The other thing to think about is choosing a bottom so that the
natural range of the tops is revealed. Eg if the bottom is 1e-200,
all the bars will appear the same height in many cases.

    > It is in ordinary line plotting that adjusting the value
    > could be misleading--it plots an extremely small number (if
    > the data limits are set to include it) instead of zero.
    > Maybe this is enough of a drawback to nix the whole idea.

I am happy with the current behavior of culling the non-positive
points. matlab does it and noone has complained here. There is a
difference in lines created with "plot" and bars created with hist: in
the former case the users explicitly picked the x,y points. In the
latter they implicitly do so with a default bottom kwarg that they may
have overlooked. This suggests to me that we need not treat the two
cases the same.

    > Every alternative that you propose is more complicated and
    > less comprehensive than the low-level adjustment, however,
    > and I see little if any real advantage to the alternatives.
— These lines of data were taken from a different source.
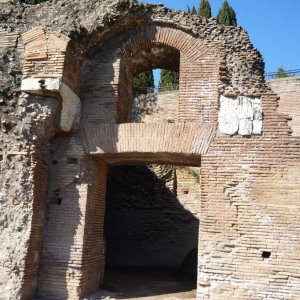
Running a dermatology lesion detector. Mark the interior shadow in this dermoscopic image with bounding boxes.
[101,165,199,299]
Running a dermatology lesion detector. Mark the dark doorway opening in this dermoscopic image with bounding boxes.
[101,165,200,299]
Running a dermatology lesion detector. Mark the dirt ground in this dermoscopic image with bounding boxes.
[85,270,196,300]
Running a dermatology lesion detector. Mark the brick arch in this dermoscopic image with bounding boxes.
[81,24,222,124]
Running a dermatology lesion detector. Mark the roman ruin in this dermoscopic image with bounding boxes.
[0,0,300,300]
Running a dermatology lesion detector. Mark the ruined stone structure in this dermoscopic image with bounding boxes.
[0,0,300,300]
[268,76,300,136]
If you would like to take a stab at an implementation I am happy to be
persuaded (with caveats below). In the simple case of

  ax.hist()
  ax.set_xscale('log')

this would indeed be fairly easy because you know how the data were
created. In the general case where the user has added lots-o-patches
to the axes, it may not be easy to do well. I'm still inclined to the
"explicit is better than implicit" and either require them to do one of

  1) use the bottom kwarg
   2) set log scaling before calling hist -- we can make the default
     bottom=None and do different things for linear and log scaling

  3) use a loghist function

    > If you still don't want the adjustment, then the easiest way
    > to improve the error message would be to raise a Python
    > exception instead of a c++ error in places like

    > for(int i=0; i < length; i++) { if (x<=0) { throw
    > std::domain_error("Cannot take log of nonpositive value"); }
    > else newx[i] = log10(x[i]);
    > }

    > The domain error message above is informative, but it never
    > makes it out to the user.

I really don't feel too strongly about this -- my gut reaction is that
a helpful message and an easy way to fix it is enough and it won't get
us into a possible quagmire of trying to be too smart. Personally, I
don't like it when computers try to be too helpful (think MS windows
and clippy); I like it when they do what I tell them to do. With the
snippet I posted previously we can easily warn them before doing the
transformation and with bottom=None we can handle the case when the
log scale is set before the call to hist. That in conjunction with
some additional docstrings in hist should work reasonably well.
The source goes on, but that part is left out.